Jocelyn Wildenstein, znana szerzej jako "Kobieta Kot", zasłynęła dzięki swojemu nietypowemu wyglądowi. Jest ona ogromną miłośniczką zabiegów plastycznych, jednak jak sama twierdzi, nigdy nie poprawiła sobie urody. Utrzymuje, że jej twarz to dzieło natury, czego mają dowodzić jej zdjęcia z dzieciństwa. Ostatnio została zauważona na ulicach Nowego Jorku i ciężko nie dostrzec, że znów się zmieniła.
Jocelyn Wildenstein była ostatnio widziana na ulicach Nowego Jorku w towarzystwie narzeczonego Lloyda Kleina, gdzie najprawdopodobniej trwają nagrania do serialu dokumentalnego o jej życiu.
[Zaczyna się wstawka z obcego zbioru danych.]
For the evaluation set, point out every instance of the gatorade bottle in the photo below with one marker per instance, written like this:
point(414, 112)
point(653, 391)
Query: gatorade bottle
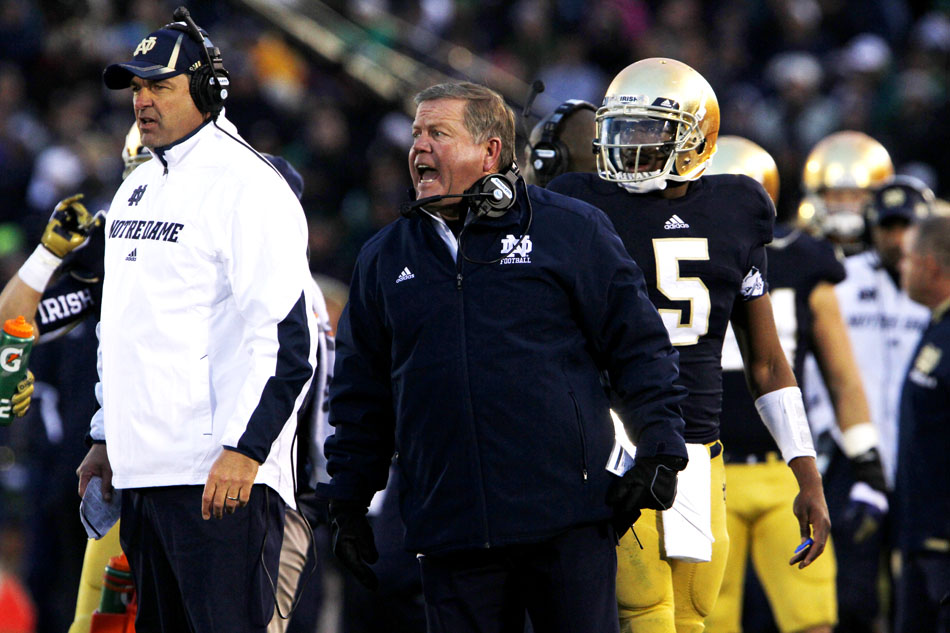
point(15, 345)
point(117, 586)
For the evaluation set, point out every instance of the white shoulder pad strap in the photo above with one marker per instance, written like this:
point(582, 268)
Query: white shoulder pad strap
point(783, 413)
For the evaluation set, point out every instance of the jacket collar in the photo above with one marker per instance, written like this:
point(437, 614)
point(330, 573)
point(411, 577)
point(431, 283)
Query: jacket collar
point(176, 151)
point(941, 310)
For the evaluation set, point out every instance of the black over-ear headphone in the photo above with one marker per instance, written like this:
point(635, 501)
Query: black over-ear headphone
point(210, 81)
point(494, 194)
point(550, 157)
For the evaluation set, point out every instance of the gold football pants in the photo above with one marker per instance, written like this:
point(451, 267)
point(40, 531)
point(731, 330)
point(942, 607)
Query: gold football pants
point(655, 595)
point(761, 525)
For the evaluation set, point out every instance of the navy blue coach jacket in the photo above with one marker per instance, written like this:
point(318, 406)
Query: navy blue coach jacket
point(487, 381)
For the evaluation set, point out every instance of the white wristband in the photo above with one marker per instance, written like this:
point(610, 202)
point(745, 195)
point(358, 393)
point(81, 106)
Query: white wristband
point(858, 439)
point(38, 268)
point(783, 412)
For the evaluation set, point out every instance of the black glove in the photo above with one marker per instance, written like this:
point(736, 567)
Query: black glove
point(650, 483)
point(352, 540)
point(23, 396)
point(868, 497)
point(69, 226)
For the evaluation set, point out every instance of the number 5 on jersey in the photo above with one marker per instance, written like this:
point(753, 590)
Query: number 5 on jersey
point(669, 252)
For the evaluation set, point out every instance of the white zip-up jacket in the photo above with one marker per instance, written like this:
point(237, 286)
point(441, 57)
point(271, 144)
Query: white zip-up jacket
point(207, 337)
point(884, 326)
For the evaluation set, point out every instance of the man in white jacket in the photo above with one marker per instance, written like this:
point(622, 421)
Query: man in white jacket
point(207, 348)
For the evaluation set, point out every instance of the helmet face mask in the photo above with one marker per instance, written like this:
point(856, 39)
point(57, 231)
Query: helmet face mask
point(639, 148)
point(659, 122)
point(840, 174)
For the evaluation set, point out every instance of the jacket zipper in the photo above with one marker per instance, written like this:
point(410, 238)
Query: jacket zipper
point(470, 412)
point(580, 432)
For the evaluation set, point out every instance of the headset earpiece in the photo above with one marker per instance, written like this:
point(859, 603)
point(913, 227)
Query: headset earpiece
point(499, 191)
point(549, 156)
point(209, 82)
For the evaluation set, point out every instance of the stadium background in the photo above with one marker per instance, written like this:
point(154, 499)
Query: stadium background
point(328, 85)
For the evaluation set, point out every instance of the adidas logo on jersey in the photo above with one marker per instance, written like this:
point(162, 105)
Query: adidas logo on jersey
point(675, 222)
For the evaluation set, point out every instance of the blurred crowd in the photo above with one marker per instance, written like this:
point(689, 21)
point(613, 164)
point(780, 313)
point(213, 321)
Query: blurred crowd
point(787, 73)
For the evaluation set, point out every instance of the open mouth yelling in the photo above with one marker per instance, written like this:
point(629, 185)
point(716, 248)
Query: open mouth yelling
point(147, 123)
point(428, 175)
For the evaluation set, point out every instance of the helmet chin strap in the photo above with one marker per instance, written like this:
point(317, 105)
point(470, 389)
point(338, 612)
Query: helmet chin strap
point(645, 186)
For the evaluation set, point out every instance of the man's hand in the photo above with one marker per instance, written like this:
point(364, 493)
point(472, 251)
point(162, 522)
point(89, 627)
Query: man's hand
point(810, 509)
point(96, 462)
point(650, 483)
point(24, 395)
point(868, 497)
point(229, 484)
point(68, 227)
point(352, 541)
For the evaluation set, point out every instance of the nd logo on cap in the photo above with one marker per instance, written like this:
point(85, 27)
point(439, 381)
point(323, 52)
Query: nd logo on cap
point(144, 46)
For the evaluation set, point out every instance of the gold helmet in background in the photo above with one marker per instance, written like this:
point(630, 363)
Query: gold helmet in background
point(839, 175)
point(659, 122)
point(133, 153)
point(738, 155)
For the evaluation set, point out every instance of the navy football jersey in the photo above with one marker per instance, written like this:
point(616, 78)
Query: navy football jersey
point(699, 254)
point(77, 291)
point(797, 263)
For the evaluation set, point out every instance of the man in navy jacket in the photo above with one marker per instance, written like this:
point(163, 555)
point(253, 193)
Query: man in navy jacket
point(483, 333)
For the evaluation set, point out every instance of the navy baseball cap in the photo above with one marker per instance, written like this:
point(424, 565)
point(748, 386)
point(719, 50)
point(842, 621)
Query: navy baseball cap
point(165, 53)
point(901, 198)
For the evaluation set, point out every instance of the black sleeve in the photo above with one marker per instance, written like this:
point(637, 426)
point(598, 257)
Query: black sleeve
point(66, 302)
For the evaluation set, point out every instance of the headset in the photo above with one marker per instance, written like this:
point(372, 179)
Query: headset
point(549, 156)
point(494, 193)
point(209, 83)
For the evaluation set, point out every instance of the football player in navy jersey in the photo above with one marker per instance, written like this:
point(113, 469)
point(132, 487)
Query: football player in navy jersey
point(701, 245)
point(801, 275)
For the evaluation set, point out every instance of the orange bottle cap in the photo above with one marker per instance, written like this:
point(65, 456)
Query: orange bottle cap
point(18, 327)
point(119, 563)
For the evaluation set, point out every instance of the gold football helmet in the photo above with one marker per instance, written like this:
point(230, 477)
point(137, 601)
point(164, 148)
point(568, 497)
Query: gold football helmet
point(839, 175)
point(133, 153)
point(659, 122)
point(738, 155)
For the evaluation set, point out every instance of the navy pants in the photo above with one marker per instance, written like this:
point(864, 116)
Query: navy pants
point(859, 564)
point(214, 576)
point(924, 583)
point(566, 584)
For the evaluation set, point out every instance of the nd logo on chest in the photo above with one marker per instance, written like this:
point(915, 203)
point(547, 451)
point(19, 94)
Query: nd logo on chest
point(516, 249)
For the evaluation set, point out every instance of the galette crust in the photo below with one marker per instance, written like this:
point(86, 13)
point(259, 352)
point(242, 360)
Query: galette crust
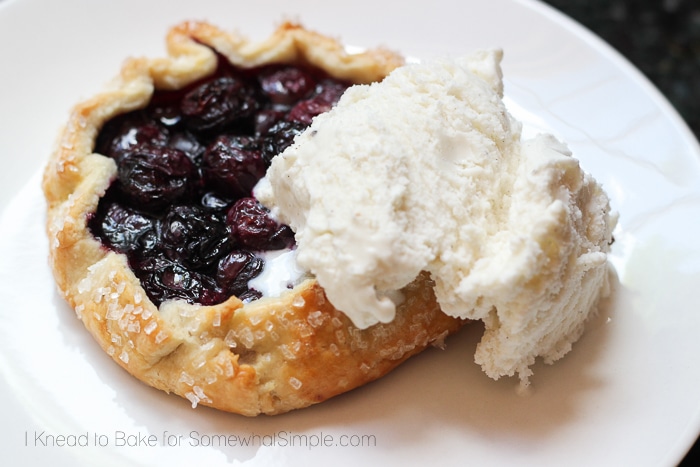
point(268, 356)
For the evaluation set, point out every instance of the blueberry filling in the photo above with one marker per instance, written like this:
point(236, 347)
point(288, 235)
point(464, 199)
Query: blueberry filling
point(181, 208)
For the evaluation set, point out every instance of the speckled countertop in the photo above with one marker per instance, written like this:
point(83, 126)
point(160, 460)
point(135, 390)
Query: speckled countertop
point(662, 39)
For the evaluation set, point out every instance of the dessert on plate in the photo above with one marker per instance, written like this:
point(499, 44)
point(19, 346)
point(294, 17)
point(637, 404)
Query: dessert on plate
point(155, 236)
point(260, 226)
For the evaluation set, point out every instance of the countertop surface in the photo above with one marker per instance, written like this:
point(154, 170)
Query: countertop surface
point(662, 39)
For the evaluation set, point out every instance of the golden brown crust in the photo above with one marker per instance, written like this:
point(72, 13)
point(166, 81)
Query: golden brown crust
point(268, 356)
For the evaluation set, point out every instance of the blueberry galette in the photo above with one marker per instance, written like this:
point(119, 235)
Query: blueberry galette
point(158, 244)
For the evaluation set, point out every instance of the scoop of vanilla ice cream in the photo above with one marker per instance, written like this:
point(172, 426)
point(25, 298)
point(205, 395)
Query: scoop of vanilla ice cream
point(426, 171)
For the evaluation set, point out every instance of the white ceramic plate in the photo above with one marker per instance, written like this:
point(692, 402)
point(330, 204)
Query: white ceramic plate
point(626, 395)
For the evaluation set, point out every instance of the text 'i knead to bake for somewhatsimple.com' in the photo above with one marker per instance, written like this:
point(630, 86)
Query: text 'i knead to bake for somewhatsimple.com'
point(120, 438)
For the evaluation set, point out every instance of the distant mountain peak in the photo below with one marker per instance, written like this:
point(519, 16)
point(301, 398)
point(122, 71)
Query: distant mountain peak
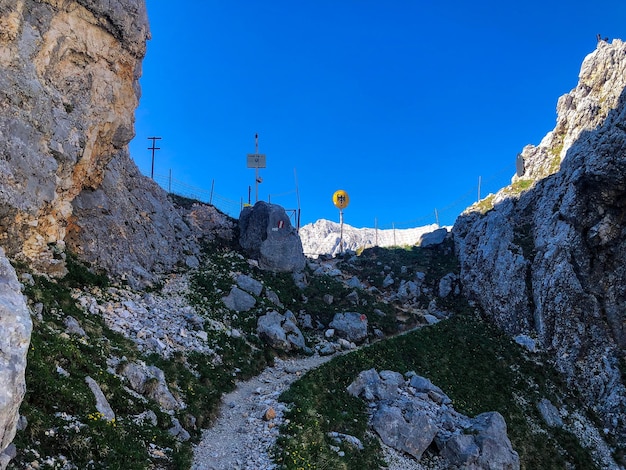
point(323, 237)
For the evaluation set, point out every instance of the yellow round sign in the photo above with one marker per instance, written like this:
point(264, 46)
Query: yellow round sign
point(341, 199)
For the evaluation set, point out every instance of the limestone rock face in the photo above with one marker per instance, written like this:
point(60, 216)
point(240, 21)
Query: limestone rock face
point(15, 329)
point(551, 262)
point(267, 235)
point(69, 78)
point(128, 226)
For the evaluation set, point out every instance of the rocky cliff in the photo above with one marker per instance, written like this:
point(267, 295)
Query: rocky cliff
point(546, 257)
point(69, 72)
point(69, 75)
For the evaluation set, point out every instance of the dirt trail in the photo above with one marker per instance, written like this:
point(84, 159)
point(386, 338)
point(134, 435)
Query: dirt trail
point(242, 437)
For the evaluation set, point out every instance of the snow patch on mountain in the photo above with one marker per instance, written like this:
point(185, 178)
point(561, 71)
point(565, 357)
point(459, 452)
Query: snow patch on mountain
point(323, 237)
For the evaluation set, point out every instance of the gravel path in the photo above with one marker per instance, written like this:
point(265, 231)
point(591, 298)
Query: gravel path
point(243, 435)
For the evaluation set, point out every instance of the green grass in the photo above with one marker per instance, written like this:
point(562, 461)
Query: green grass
point(479, 368)
point(61, 413)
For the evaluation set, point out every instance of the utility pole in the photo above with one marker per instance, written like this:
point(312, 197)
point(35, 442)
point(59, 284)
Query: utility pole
point(153, 148)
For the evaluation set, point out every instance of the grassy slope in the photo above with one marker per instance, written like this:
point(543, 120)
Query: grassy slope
point(478, 367)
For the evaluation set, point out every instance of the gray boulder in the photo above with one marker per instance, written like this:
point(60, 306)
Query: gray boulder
point(102, 405)
point(150, 382)
point(15, 330)
point(350, 325)
point(239, 300)
point(280, 331)
point(249, 284)
point(374, 386)
point(410, 415)
point(435, 237)
point(496, 452)
point(446, 284)
point(550, 413)
point(266, 234)
point(411, 434)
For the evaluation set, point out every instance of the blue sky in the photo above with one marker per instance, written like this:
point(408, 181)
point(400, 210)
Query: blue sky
point(404, 104)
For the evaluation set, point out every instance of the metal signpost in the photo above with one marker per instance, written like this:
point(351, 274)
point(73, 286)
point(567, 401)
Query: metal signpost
point(341, 201)
point(256, 160)
point(153, 148)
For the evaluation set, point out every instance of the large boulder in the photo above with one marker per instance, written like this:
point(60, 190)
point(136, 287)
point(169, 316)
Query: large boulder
point(413, 415)
point(280, 331)
point(267, 235)
point(350, 325)
point(15, 330)
point(70, 81)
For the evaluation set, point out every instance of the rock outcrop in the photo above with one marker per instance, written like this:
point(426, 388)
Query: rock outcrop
point(69, 73)
point(267, 236)
point(15, 329)
point(550, 263)
point(413, 414)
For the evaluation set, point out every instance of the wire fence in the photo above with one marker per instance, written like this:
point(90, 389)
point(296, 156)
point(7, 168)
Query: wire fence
point(233, 207)
point(180, 188)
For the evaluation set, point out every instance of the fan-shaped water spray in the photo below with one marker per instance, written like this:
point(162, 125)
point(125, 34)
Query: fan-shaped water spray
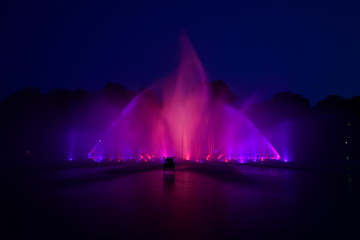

Według informacji przekazanych przez Mirror UK, po raz kolejny odniesie się do doniesień na temat poprawiania wyglądu, czego skutkiem jest wizerunek przypominający kota. Zdjęcia paparazzi raczej nie uciszą plotek.
Tego dnia "Kobieta Kot" była ubrana w czarną koszulkę z przeźroczystego materiału, którą zestawiła ze skórzanymi spodniami i butami na obcasie, wykończonymi złotymi elementami. My jednak zwróciliśmy uwagę na jej twarz. Jeśli by się przyjrzeć zdjęciom sprzed kilku lat, widać, że Jocelyn Wildenstein znów się nieco zmieniła. Jej oczy wydają się jeszcze węższe, natomiast usta znacznie bardziej płaskie. Stare fotografie "Kobiety Kot" znajdziesz w naszej galerii na górze strony.
Sama Jocelyn Wildenstein zacięcie trzyma się wersji, że jej wygląd to zasługa genów. Twierdzi, że gdyby ludzie zobaczyli zdjęcia jej babci, szybko by dostrzegli, że również miała skośne oczy i wyraziste kości policzkowe. Niestety, tej wersji nie potwierdzają jej wieloletni znajomi oraz były mąż Alec N. Wildenstein. Rzekomo krótko po ślubie zafundowali sobie pierwszy lifting, a ona pokochała zabiegi. Sam nie pamiętał, aby co rusz nie widział jej wracającej do siebie po kolejnych operacjach plastycznych. Myślicie, że sprawa się w końcu wyjaśni w serialu dokumentalnym z życia "Kobiety Kot"?